Il referendum dell’8 e 9 giugno si presenta come un crocevia cruciale per il futuro del nostro Paese. In un contesto di crescente incertezza politica e sociale, è fondamentale riflettere su quanto accaduto in passato e sulle scelte da compiere oggi. Non c’è nulla di male nell’invitare all’astensione, come hanno fatto in passato figure importanti come Bettino Craxi, Giorgio Napolitano e Sergio Mattarella, i sindacati e gran parte della sinistra. Un referendum che si ritiene sbagliato può essere affondato e la recente esperienza del referendum sulla giustizia, che ha visto un’affluenza del 30%, ne è una testimonianza chiara.
In questo contesto, è opportuno mettere in guardia contro le false narrazioni che circolano riguardo ai quesiti referendari. Contrariamente a quanto sostenuto da alcuni, non si torna alle tutele crescenti. La Corte Costituzionale ha già cassato tali disposizioni e l’idea che si possa ripristinare l’articolo 18 è fuorviante. La proposta abroga infatti la norma Conte-Di Maio, che prevede un’indennità di 36 mesi, per tornare alla normativa Monti-Fornero, che offre solo 24 mesi di indennizzo e garantisce la reintegra, tranne guarda caso solo ai dipendenti dei sindacati. Landini questo non lo dice. Questo non è un passo avanti, ma un regresso per i diritti dei lavoratori.
Politicamente, questa battaglia si configura come uno scontro tra una sinistra reazionaria e una sinistra riformista. Sono proprio queste forze che hanno istituito le norme in discussione e ora cercano di abrogarle. È un paradosso che merita attenzione e una seria riflessione da parte degli elettori.

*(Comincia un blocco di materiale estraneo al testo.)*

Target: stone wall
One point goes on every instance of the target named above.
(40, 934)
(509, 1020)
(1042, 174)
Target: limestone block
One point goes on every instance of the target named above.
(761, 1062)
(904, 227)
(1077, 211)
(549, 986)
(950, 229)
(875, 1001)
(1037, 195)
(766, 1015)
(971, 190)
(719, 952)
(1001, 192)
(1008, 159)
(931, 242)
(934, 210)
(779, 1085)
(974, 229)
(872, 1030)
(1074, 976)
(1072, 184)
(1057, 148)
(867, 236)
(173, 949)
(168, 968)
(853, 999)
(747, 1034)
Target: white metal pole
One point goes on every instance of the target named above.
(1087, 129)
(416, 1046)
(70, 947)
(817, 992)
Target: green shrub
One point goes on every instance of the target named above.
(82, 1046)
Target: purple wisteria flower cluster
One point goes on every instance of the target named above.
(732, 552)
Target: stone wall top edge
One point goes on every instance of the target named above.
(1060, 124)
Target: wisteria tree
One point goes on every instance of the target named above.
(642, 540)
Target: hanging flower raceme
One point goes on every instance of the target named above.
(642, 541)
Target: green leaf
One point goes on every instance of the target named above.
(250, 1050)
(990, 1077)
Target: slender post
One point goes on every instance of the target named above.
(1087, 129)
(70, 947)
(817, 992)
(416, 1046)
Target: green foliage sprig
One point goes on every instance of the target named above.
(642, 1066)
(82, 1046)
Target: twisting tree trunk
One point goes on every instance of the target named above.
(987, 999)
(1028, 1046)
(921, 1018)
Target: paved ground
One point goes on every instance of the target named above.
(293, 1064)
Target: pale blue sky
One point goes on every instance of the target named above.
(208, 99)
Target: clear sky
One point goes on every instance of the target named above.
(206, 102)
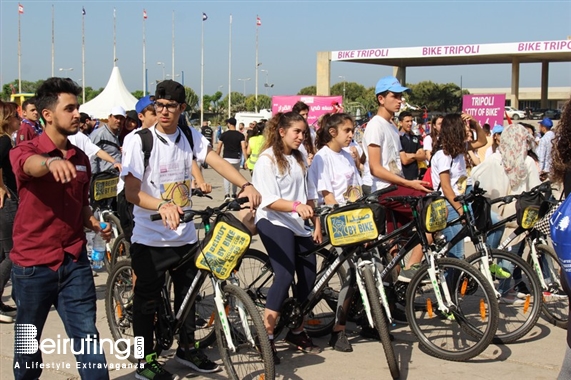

Ma la vera truffa, il pericolo più insidioso, risiede nel quinto quesito: l’assegnazione della cittadinanza a 2.5 milioni di extracomunitari dopo soli cinque anni. Questa misura, che potrebbe raddoppiare grazie ai ricongiungimenti familiari, si traduce in un potenziale cassetto elettorale e in un collasso automatico del già fragile stato sociale, tanto sbandierato dalla sinistra e da figure come Landini. È un rischio che non possiamo permetterci di ignorare.
In conclusione, l’invito è a riflettere e non andare a votare. Il referendum vero confermativo, sarà nella prossima primavera, sulla riforma della giustizia, privo di quorum, e rappresenta una vera opportunità per la tutela dei diritti fondamentali degli italiani e merita la nostra attenzione e il nostro sostegno. La scelta di partecipare o meno a questo referendum non è solo una questione di opinione, ma un atto di responsabilità verso il futuro del nostro Paese.